De nombreux·ses manifestant·e·s se sont rassemblé·e·s autour d'Aung San Suu Kyi, qui est très populaire dans tout le pays depuis qu'elle est devenue une figure pro-démocratique lors des manifestations de 1988. L'armée l'a maintenue en résidence surveillée pendant 15 ans, mais face à l'isolement mondial, aux sanctions et à la pression internationale, elle l'a libérée en 2010 et a entamé une série de réformes politiques, pour finalement organiser des élections en 2015. La Constitution rédigée par les militaires, adoptée à la hâte en 2008 alors que le pays était encore sous le choc du cyclone Nargis, interdit aux personnes ayant un·e conjoint·e étranger·ère d'exercer les fonctions de président·e, une règle conçue spécifiquement pour exclure Aung San Suu Kyi. Néanmoins, la victoire écrasante de son parti, la Ligue nationale pour la démocratie (NLD, National League for Democracy), lui a permis d'assumer de facto cette fonction.

En 2017, la réputation internationale d'Aung San Suu Kyi s'est effondrée à la suite de la campagne militaire contre les Rohingyas dans le nord de l'État de Rakhine. Au cours des massacres, des violences sexuelles et des incendies criminels, environ 740 000 personnes ont fui vers le Bangladesh, mais plutôt que de condamner ces violences, Aung San Suu Kyi a défendu le Myanmar contre les accusations de génocide devant la Cour internationale de justice en 2019. Cette affaire n'a eu que peu d'impact sur sa popularité nationale, et son parti a été facilement réélu en novembre 2020. L'armée a pris le pouvoir quelques heures avant que le nouveau gouvernement ne prête serment.

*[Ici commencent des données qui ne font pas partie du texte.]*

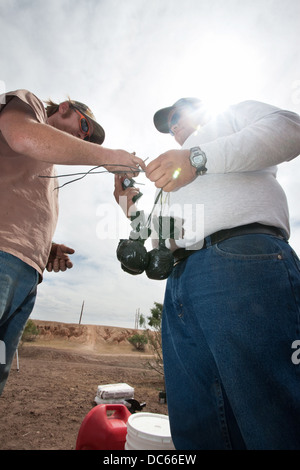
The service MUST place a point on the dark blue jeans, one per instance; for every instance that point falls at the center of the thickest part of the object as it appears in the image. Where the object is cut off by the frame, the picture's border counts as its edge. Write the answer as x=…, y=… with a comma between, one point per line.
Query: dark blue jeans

Certain·e·s manifestant·e·s ont des objectifs qui vont au-delà du rétablissement d'Aung San Suu Kyi à la tête du gouvernement civil. Beaucoup souhaitent une refonte de l'ensemble du système politique. Lorsque l'armée a rédigé la Constitution de 2008, elle s'est donné le droit de contrôler les principaux ministères et d'opposer son veto aux amendements constitutionnels. La LND s'était engagée à faire avancer les réformes constitutionnelles pendant son mandat de cinq ans, mais les parlementaires nommé·e·s par l'armée ont bloqué les amendements proposés.

« Le gouvernement civil a essayé de faire face aux militaires dans le cadre de la Constitution de 2008, et iels ont perdu. Nous devons abolir la Constitution et en créer une nouvelle basée sur des principes démocratiques complets », a déclaré Wai Yan Phyo Moe, vice-président de All Burma Federation of Student Unions (« Fédération birmane des syndicats d'étudiant·e·s »), qui a également joué un rôle central dans les manifestations de 1988.

Parmi les diverses nationalités ethniques du Myanmar, qui vivent pour la plupart dans sept États ethniques situés dans les zones frontalières du pays, nombreuses sont celles qui réclament une nouvelle constitution qui leur accorderait des droits fédéraux. À la veille de l'indépendance du Myanmar en 1948, le père d'Aung San Suu Kyi avait promis aux chef·fe·s ethniques une voie vers l'autonomie sous un système fédéral s'iels acceptaient de rejoindre la nouvelle Union de Birmanie. Il a été assassiné quelques mois avant l'indépendance et le non-respect de sa promesse a déclenché une des plus longues guerres civiles du monde. Le parti d'Aung San Suu Kyi s'est engagé à donner la priorité à la paix et à aboutir à un système fédéral pendant son mandat, mais n'a guère progressé.

Manifestant dans la capitale de l'État de Kachin, La Doi fait partie de celleux qui réclament une nouvelle Constitution. Comme beaucoup de personnes qui militent pour des droits fédéraux pour les États ethniques, il porte du noir plutôt que le rouge associé à la LND.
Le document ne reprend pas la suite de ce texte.